Heute ´mal mit dem Antisemitismus
Passt die Gemeinde hinein?
Kommt ein Besucher in die Synagoge und sagt: „Die ist aber klein, da geht doch niemals die ganze Gemeinde hinein!“
Antwortet der Schammes: „Wenn die ganze Gemeinde hinein geht, dann geht die ganze Gemeinde natürlich nicht hinein, da aber nie die ganze Gemeinde hinein geht, geht die ganze Gemeinde hinein!“.
Nur zum Verständnis: Der Schammes, der hier im Witz der jüdischen Gemeinde Hechingen erwähnt wird, ist der unterste Diener in einer jüdischen Synagoge. Aber selbst diese kleine Geschichte macht schon einiges klar, was jüdische Menschen auszeichnet: Sprachwitz, hier als Beispiel das Hineingehen und das Hineinpassen in die Synagoge, gepaart mit Ironie und Selbstironie. Und natürlich auch der spöttische Unterton – hier gegenüber der Gemeinde, dem Glauben und der Frage des Besuchers zur Größe der Gemeinde und der Synagoge. Für die zweite Bedeutungsebene, das Erscheinen der Gemeindemitglieder zum Gottesdienst und damit der Tiefe ihres Glaubens, muss man natürlich um die Ecke denken (der Hinweis des Schammes, dass nie die gesamte Gemeinde zum Gottesdienst erscheint).
Für jüdisches Denken, wenn wir es einmal so nennen wollen oder sollen, ist die kleine Geschichte nicht unwesentlich. Anders als im christlichen Glauben oder bei den Moslems gibt es im jüdischen Glauben keine Zentralinstanz, die den Juden auf der Welt verkündet, was und wie sie zu glauben haben. Die Interpretation der Glaubensdokumente erfolgt sozusagen dialogisch. Wo es niemanden gibt, der den Gemeindemitgliedern sagt, was „Sache ist“, muss die „Sache“ eben verhandelt werden, also immer wieder neue interpretiert werden. Die Regeln des Glaubens müssen also angepasst werden. Man könnte auch sagen: reformiert werden! Aus dieser Perspektive gesehen, war Jesus ein Reformer des alten Glaubens, für dessen Auslegungen es die Schriftgelehrten gab, denen Jesus aber ihre Glaubensgrundsätze und damit ihre Position streitig machte.

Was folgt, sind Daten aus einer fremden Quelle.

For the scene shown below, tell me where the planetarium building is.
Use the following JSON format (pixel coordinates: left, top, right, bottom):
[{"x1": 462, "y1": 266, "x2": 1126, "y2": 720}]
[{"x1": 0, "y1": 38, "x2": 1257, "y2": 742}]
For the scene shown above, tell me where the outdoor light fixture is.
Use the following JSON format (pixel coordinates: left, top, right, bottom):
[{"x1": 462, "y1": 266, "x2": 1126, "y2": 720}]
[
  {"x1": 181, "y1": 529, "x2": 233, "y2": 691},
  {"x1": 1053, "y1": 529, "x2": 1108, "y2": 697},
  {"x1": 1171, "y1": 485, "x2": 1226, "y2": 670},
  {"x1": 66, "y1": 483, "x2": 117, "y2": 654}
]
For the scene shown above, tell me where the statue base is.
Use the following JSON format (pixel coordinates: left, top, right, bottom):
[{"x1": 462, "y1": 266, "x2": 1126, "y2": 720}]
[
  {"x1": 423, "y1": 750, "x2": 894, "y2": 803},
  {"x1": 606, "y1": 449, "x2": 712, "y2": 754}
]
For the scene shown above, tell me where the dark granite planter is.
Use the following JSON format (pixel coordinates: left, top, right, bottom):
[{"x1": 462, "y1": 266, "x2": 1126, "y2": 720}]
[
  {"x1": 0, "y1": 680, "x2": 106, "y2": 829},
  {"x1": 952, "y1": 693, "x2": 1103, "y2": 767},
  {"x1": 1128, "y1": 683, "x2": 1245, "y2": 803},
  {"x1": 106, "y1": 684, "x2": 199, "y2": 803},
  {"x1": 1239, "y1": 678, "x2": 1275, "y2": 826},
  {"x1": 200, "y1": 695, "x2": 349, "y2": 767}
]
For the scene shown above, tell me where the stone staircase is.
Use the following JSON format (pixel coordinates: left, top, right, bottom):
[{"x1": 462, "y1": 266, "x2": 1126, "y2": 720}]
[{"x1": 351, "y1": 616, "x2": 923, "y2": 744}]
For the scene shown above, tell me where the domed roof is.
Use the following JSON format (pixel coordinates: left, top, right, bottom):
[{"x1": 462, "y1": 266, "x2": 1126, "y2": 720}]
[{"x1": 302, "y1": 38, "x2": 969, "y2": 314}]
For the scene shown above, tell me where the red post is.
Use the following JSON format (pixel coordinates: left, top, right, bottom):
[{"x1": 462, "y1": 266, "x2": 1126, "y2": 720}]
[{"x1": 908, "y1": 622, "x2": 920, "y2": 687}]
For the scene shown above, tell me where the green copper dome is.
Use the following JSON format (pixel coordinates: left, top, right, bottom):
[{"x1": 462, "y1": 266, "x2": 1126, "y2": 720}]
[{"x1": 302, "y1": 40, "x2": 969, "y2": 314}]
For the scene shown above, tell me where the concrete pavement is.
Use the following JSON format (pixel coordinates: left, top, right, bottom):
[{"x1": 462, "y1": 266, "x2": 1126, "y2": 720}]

Es ist nicht zufällig so, dass im Neuen Testament Jesus als Deuter der alten Glaubenssätze auftritt und sie sozusagen in die „Moderne“ führt. Er wird zum Lehrer seiner Jünger und macht in vielen Episoden seine Neudeutung der „alten Texte“ und Regeln deutlich. Dabei bleibt er mit seinen Aussagen und (An-)Sprüchen aber im Bezirk derjenigen, die nur in Machtkategorien denken und die an dem verstockten Verständnis der „Altvorderen“ festhalten.
Die Vertreter der „alten Glaubensschulen“, die Schriftgelehrten und Pharisäer, verstehen den neuen Denkansatz von Jesus nicht, lehnen ihn ab und sehen ihre Macht und ihren Einfluss bedroht. Deswegen sind sie auch diejenigen, die seinen Tod am lautesten fordern! Und Pilatus wird zu ihrem willigen Vollstrecker, der die Entscheidung in einem pseudo-demokratischen Akt an das Volk gibt.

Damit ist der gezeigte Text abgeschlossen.